ダイカストとは、DIE(鋳型)CAST(鋳造)という意味であり、溶融した金属を鋳型に圧力をかけて鋳込み、鋳造品を短いサイクルタイムで大量に生産する鋳造方法のことをいいます。また、ダイカストは他の鋳物と比較して寸法精度に優れ、鋳肌が滑らかなことから、機械加工についても工程削減できることが特徴です。
ダイカスト製品の使用用途については、自動車関連部品を始めとして、通信機器・産業機械・建築関連部品等様々な分野に広がりを見せております。
ダイカストに使用される一般的な合金としては、アルミニウム合金・亜鉛合金・マグネシウム合金等の非鉄金属とその合金です。
- アルミニウム合金
- 最も幅広く使用されている合金で、経済性や成形性に優れております。
- 亜鉛合金
- アルミニウム合金についで広く使用されており、アルミニウム合金と比較して溶融温度が低く、粘性が強いのが特徴です。
- マグネシウム合金
- アルミニウムや亜鉛と比較して、格段に軽量というのが最大の特徴です。一方成形性・耐食性に劣るのが欠点です。
ダイカスト金型は、大きく分けると固定型と可動型に分けられます。固定型には溶湯を注入するための鋳込口ブッシュがあり、可動型には製品を取り出すための押出機構と引抜き中子などが設けられています。

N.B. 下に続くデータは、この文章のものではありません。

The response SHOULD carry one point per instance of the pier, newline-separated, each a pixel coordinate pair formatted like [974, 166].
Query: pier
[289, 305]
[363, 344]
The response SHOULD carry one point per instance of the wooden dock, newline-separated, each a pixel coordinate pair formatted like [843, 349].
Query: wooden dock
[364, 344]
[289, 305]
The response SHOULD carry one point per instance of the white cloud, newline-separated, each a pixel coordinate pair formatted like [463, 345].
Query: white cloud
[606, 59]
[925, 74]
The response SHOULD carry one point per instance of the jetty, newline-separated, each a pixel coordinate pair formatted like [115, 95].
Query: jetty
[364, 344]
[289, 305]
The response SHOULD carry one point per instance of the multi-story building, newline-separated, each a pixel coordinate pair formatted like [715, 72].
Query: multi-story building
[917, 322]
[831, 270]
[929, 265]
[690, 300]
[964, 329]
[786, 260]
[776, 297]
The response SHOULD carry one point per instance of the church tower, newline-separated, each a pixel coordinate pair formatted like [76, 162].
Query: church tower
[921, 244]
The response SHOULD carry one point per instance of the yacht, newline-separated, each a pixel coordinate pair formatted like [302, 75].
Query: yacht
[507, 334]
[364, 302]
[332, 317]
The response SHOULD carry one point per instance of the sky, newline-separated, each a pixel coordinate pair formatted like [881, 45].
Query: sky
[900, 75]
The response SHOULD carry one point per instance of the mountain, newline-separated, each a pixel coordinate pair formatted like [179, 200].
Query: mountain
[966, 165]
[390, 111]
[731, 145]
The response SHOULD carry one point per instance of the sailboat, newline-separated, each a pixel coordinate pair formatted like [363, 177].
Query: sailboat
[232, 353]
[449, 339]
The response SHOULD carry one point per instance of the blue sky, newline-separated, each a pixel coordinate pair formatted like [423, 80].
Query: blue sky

また、製品の形状を構成するキャビティと、溶湯をキャビティへ導くためのランナー(湯道)、ゲート(湯口)、などがあります。入子には冷却水を通すための穴が設けられており、鋳込まれた溶湯を凝固させます。ダイカスト金型は1個取り金型、同形多数個取り金型、異形多数個取り金型に分類され、同形多数個取り金型は全て同一形状のキャビティからなり、異形多数個取り金型は異なる形状のキャビティを持ちます。
ダイカストマシンは固定、可動の2つの金型を開閉するための型締部、そして製品を金型から押し出すための押出部を備えています。これらを作動するための油圧装置は、電気装置で制御されており、型締めには油圧シリンダーを直接使用した直圧式と、油圧シリンダーとトグル機構を組み合わせた方式があります。